|M.Sc Student||Eizenberg Natanel|
|Subject||Short Term Adaptation in Single Cells in the Alert Monkey|
Primary Visual Cortex
|Department||Department of Biomedical Engineering||Supervisor||Professor Moshe Gur|
The phenomenon of long-term visual adaptation is well known and many visual phenomena, such as the waterfall illusions are attributed to it. In this work we dealt with the phenomena of short-term adaptation which deems important for visual discriminability by reducing correlations between similar images.
Almost all supporting physiological was recorded in anesthetized animal but this condition is too removed from the awake human so we looked at short-term adaptation in V1 of the alert monkey. The alert monkey not only differs from the anesthetized one in its physiological state but also in that it views the target while fixating which, unlike the truly immovable eye in the anesthetized is an active process comprised of fixational saccades and drifts. Using monkeys that had different fixation characteristics enabled us to see how the fixational process affects short-term adaptation. The results of the monkeys performing many saccades are more relevant to human performance since humans, typically, perform many saccades.

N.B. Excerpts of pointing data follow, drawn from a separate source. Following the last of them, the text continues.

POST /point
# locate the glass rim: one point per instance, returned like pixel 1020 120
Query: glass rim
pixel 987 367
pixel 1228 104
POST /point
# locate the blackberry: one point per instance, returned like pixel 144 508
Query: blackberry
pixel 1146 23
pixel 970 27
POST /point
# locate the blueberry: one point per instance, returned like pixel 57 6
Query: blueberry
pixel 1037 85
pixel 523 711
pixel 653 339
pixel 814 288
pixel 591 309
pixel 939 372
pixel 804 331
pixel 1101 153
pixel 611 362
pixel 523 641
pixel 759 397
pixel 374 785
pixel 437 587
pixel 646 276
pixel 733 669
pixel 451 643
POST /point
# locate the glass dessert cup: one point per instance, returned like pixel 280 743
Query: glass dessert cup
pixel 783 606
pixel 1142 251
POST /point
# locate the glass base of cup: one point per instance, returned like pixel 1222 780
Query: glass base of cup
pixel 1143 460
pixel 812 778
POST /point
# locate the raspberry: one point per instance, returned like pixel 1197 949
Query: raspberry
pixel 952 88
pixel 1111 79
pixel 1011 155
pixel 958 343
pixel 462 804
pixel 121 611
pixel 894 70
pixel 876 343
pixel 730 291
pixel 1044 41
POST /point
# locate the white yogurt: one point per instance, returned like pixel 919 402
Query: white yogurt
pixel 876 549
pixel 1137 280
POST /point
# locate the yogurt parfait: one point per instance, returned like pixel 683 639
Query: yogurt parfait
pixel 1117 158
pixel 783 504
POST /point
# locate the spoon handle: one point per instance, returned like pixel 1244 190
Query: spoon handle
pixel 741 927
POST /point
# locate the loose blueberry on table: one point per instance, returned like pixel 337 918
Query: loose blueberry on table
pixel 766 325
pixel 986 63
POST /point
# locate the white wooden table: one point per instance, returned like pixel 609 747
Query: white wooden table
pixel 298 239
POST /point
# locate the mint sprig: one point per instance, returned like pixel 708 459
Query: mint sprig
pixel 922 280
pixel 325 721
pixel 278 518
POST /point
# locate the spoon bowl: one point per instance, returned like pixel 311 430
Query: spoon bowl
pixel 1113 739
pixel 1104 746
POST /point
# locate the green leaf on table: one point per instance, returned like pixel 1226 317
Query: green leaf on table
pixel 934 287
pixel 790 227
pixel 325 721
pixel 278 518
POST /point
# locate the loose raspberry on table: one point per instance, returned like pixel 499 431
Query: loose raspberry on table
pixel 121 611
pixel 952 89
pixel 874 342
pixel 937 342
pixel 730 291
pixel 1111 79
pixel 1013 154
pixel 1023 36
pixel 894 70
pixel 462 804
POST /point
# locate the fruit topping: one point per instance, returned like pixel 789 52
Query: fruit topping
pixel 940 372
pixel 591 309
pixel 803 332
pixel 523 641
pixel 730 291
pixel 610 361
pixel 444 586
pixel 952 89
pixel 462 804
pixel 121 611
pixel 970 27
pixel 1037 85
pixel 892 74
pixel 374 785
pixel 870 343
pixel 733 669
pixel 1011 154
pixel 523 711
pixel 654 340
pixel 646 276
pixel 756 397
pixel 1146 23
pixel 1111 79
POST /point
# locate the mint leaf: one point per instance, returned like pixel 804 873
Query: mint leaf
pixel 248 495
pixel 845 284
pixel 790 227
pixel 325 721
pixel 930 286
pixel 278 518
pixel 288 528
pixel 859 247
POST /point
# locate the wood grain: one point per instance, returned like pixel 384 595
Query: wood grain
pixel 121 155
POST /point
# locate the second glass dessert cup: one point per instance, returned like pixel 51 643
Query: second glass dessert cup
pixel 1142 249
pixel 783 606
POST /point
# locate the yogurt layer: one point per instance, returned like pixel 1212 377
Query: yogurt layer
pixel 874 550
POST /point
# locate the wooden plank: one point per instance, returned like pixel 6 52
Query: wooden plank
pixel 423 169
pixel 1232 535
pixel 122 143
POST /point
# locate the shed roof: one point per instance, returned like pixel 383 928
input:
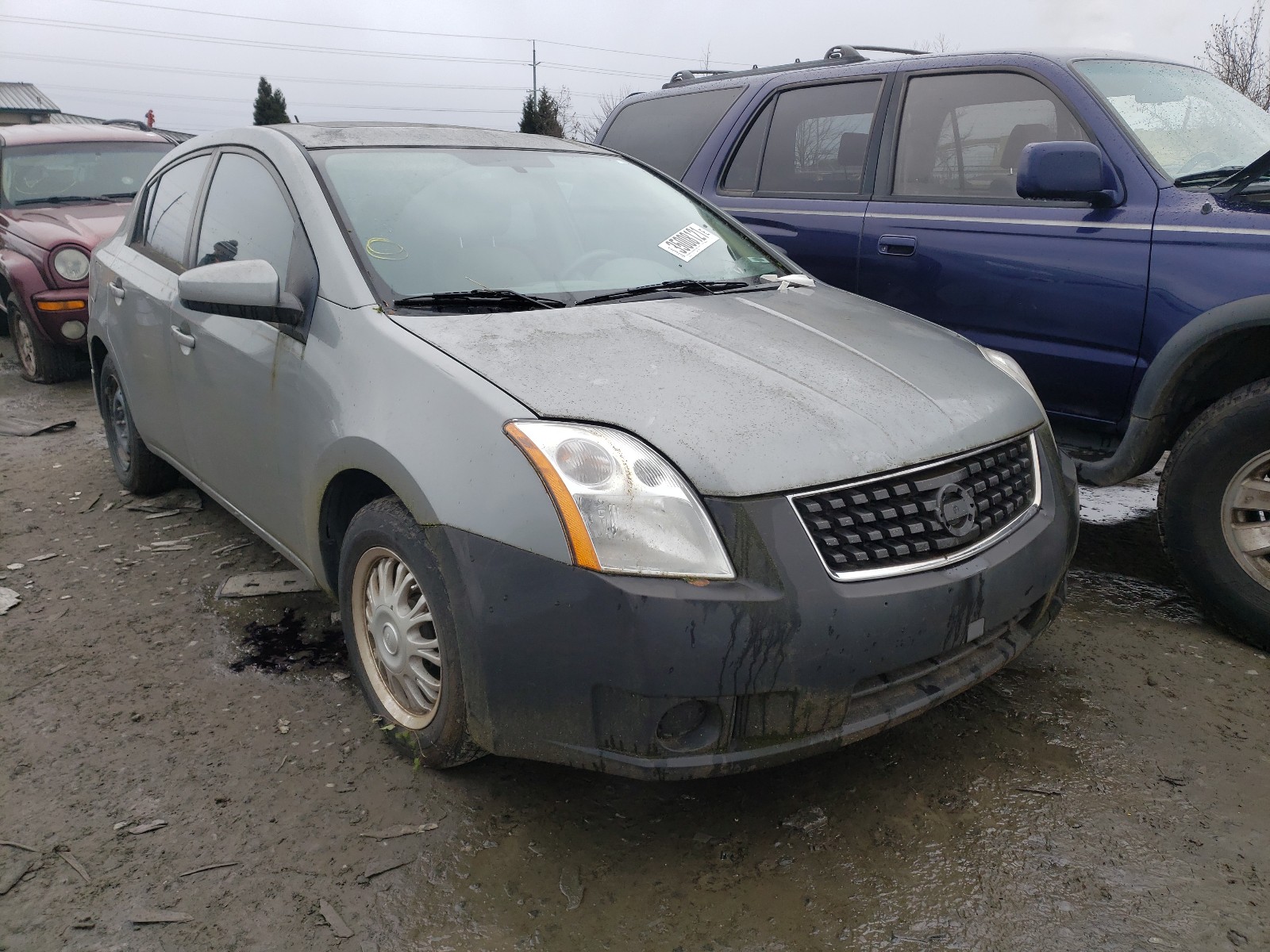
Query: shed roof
pixel 25 98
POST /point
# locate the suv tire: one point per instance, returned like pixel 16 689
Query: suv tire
pixel 38 361
pixel 400 635
pixel 139 470
pixel 1210 493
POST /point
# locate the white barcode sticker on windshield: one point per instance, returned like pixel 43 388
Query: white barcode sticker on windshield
pixel 689 243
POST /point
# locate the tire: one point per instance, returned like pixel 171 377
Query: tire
pixel 385 550
pixel 139 470
pixel 1210 517
pixel 38 361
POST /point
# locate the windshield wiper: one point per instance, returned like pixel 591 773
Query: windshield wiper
pixel 501 298
pixel 61 200
pixel 687 285
pixel 1198 177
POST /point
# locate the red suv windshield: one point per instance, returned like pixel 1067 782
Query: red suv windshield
pixel 75 171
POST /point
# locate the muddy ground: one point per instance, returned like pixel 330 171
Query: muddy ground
pixel 1108 791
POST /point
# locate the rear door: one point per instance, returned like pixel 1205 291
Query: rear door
pixel 800 173
pixel 141 292
pixel 1060 286
pixel 235 378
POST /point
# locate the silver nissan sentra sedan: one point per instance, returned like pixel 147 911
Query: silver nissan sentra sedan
pixel 597 476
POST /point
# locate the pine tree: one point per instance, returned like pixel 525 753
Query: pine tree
pixel 541 114
pixel 271 106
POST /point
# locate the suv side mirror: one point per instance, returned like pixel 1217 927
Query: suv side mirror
pixel 1075 171
pixel 239 290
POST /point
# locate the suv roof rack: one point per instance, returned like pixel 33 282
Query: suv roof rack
pixel 840 54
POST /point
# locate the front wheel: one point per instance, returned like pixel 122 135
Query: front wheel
pixel 400 636
pixel 139 470
pixel 1214 512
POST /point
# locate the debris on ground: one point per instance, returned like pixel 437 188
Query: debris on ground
pixel 158 916
pixel 281 583
pixel 572 888
pixel 806 820
pixel 13 875
pixel 337 924
pixel 283 645
pixel 65 854
pixel 182 501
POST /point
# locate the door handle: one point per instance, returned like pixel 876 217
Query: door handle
pixel 902 245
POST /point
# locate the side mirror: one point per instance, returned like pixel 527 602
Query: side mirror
pixel 239 290
pixel 1073 171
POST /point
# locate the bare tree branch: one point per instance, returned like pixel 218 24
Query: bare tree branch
pixel 1235 54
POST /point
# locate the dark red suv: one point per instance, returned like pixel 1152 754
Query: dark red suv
pixel 63 190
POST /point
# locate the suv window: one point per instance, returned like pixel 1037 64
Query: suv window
pixel 962 135
pixel 169 211
pixel 245 217
pixel 817 143
pixel 668 132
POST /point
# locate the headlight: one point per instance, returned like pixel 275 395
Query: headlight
pixel 1005 362
pixel 624 508
pixel 71 263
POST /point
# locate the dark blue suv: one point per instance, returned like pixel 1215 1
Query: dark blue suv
pixel 1102 217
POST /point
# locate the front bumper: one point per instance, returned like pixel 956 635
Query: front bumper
pixel 575 666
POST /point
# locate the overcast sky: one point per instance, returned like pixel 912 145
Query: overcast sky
pixel 376 60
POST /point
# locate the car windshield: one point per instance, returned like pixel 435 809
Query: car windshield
pixel 1187 120
pixel 75 171
pixel 558 226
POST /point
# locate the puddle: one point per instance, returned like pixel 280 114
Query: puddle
pixel 289 644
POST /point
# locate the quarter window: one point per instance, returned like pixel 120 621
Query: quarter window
pixel 962 135
pixel 818 140
pixel 668 132
pixel 247 217
pixel 169 211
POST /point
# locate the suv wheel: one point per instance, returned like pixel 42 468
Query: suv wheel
pixel 400 635
pixel 139 470
pixel 38 361
pixel 1214 511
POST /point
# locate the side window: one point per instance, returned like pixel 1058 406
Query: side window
pixel 245 217
pixel 169 211
pixel 670 131
pixel 819 140
pixel 962 135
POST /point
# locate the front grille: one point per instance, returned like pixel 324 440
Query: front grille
pixel 918 518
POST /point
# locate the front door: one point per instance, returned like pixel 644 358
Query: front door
pixel 798 175
pixel 237 378
pixel 140 294
pixel 1060 286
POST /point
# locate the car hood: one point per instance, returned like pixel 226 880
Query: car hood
pixel 86 225
pixel 752 393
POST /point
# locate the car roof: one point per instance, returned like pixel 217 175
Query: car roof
pixel 810 69
pixel 346 135
pixel 54 133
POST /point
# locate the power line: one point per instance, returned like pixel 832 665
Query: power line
pixel 289 79
pixel 402 32
pixel 308 106
pixel 298 48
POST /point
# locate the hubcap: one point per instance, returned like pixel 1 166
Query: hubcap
pixel 1246 518
pixel 397 639
pixel 25 346
pixel 118 412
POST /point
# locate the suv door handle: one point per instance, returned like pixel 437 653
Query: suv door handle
pixel 901 245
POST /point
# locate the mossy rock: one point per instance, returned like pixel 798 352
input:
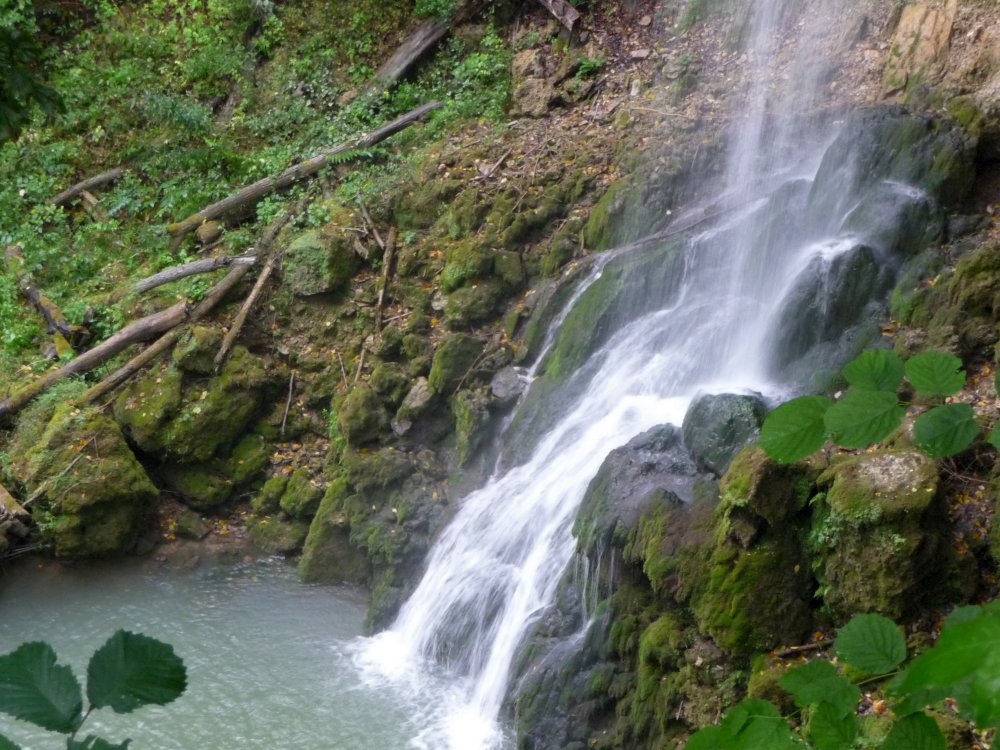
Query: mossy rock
pixel 453 360
pixel 147 404
pixel 92 493
pixel 474 304
pixel 328 555
pixel 202 486
pixel 301 497
pixel 314 265
pixel 195 352
pixel 464 263
pixel 268 499
pixel 756 599
pixel 361 417
pixel 277 536
pixel 773 491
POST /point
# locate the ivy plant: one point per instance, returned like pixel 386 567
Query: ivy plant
pixel 963 666
pixel 129 671
pixel 870 410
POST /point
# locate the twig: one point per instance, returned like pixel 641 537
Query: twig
pixel 288 403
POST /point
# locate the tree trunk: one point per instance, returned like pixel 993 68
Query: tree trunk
pixel 139 330
pixel 89 184
pixel 251 194
pixel 204 265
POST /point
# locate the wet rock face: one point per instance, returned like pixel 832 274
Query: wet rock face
pixel 717 427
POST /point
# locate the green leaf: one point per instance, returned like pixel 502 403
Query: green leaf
pixel 915 732
pixel 875 370
pixel 34 688
pixel 863 418
pixel 755 725
pixel 818 682
pixel 964 664
pixel 795 429
pixel 133 670
pixel 871 643
pixel 994 437
pixel 936 373
pixel 831 730
pixel 95 743
pixel 945 430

We recorded eye movements and external cellular responses from single cells in V1 of macaques performing a fixation task, while presenting different repeating visual stimuli (flashing, moving bars and drifting sinusoids). Data was then analyzed to show quantitative description of the adaptation phenomena.
Our major findings are:
1) In the monkey performing a few saccades, there is a short-term adaptation in that stimuli succeeding the first one generate fewer spikes than the first stimulus.
2) In monkeys that performed a large number of saccades, no adaptation could be found.
3) The effects of saccades suggest that they may serve to reset cell responsivity and thus prevent short-term adaptation.